Et si le problème était plus profond ? Une loi, aussi bien intentionnée soit-elle, reste lettre morte tant que son mode d’emploi, aka les décrets d’application, n’est pas livré. Sans ces textes, les préfets, juges et autres acteurs ne peuvent rien faire. C’est comme acheter un meuble Ikea sans le manuel : bonne chance pour le monter.
Une promesse pour 2024, mais après ?
Retailleau se veut rassurant : les décrets « seront publiés avant la fin de cette année ». On pourrait presque applaudir s’il ne s’agissait pas d’un devoir minimum pour une loi adoptée il y a près d’un an. Pire, il admet avoir découvert ce bazar à sa prise de fonction. On frôle le gag administratif, un peu comme si un chef cuisinier découvrait qu’il manque les casseroles pour préparer son menu. Au-delà des décrets du ministère de l’Intérieur, il reste ceux des ministères de la Santé et du Travail.

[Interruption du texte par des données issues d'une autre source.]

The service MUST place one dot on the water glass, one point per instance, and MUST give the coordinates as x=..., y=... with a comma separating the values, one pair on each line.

Et là, Retailleau promet de veiller au grain. On a hâte de voir si ses collègues seront aussi zélés que lui. Spoiler : ce n’est pas gagné.
Mais le vrai rebondissement, c’est l’annonce d’une nouvelle loi immigration prévue pour 2025. Oui, une nouvelle loi, alors que la précédente est à peine en rodage. On marche sur la tête. La porte-parole du gouvernement, Maud Bregeon, explique qu’il faut « adapter un certain nombre de dispositions ». Traduction : ce qui a été voté en 2023 n’était pas suffisant ou pas clair. On change les règles du jeu avant même d’avoir joué la partie. C’est un peu comme si un réalisateur lançait une suite alors que le premier film n’a même pas fini d’être monté.

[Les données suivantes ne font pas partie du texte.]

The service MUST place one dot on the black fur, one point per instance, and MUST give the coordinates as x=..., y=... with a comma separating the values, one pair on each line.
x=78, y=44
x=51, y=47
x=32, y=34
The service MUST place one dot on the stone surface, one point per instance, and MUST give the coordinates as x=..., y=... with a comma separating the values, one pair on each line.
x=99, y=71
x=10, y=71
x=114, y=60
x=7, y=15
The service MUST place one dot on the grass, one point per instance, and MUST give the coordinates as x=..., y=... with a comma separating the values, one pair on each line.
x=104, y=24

Une réforme ou un éternel recommencement ?
Gabriel Attal, l’ancien Premier ministre, a tenté de remettre les pendules à l’heure. « On a adopté une loi il y a moins d’un an avec des mesures, dont certaines ne sont pas encore en vigueur », s’étonne-t-il. Pas besoin d’être un génie pour comprendre que cette surenchère législative est contre-productive. Faire voter des lois sans s’assurer qu’elles sont applicables, c’est comme empiler des assiettes sur une table bancale. À force, tout finit par se casser la gueule.

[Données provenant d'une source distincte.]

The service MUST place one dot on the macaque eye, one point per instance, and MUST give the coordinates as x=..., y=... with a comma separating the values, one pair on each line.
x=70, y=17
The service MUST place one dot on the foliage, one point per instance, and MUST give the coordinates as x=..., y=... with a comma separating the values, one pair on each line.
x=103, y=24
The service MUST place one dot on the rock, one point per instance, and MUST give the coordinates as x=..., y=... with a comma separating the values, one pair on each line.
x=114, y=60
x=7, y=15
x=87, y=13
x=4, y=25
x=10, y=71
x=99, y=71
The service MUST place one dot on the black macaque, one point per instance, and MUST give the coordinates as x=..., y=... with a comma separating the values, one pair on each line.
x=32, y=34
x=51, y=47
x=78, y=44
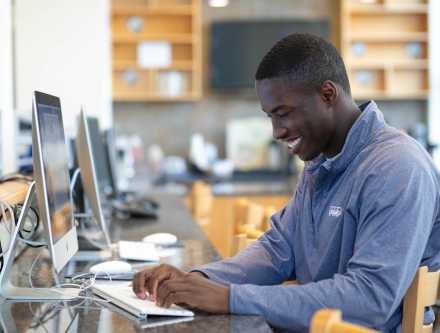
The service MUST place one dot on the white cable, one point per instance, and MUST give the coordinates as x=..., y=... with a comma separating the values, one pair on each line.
x=93, y=242
x=81, y=287
x=35, y=316
x=11, y=229
x=12, y=218
x=74, y=177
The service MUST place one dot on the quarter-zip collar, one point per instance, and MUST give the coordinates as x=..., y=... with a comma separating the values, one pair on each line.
x=365, y=127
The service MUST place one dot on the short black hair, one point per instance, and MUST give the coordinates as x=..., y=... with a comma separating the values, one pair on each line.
x=304, y=61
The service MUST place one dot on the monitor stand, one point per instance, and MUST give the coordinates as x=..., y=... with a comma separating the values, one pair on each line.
x=8, y=290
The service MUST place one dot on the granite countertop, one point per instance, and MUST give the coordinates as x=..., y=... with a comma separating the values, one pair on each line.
x=92, y=316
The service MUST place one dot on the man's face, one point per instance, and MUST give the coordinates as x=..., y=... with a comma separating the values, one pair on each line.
x=301, y=120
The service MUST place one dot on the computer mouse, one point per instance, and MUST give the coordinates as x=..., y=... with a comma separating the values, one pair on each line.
x=111, y=267
x=160, y=239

On est face à une gestion kafkaïenne de l’immigration. D’un côté, des responsables politiques qui enchaînent les annonces pour montrer qu’ils agissent. De l’autre, une machine administrative qui avance au ralenti, empêtrée dans ses propres contradictions. Et au milieu, des citoyens et des migrants qui attendent des réponses concrètes, pas des promesses en l’air.
L’avenir incertain d’une loi déjà obsolète
La vraie question n’est pas de savoir si Retailleau tiendra sa promesse pour 2024. Il pourrait publier tous les décrets du monde, la loi de 2023 restera une coquille vide si elle est déjà remplacée en 2025. Ce cycle infernal de lois et de réformes illustre un mal profond : une incapacité à penser des politiques migratoires durables, qui dépassent les calculs électoraux ou les effets d’annonce. Et c’est là que le bât blesse.
En attendant, on regarde ce cirque législatif avec un mélange de consternation et d’amusement. Et on se demande : à quand une loi immigration qui tiendra vraiment ses promesses ? Mais ça, c’est sans doute une autre saison de notre série politique préférée.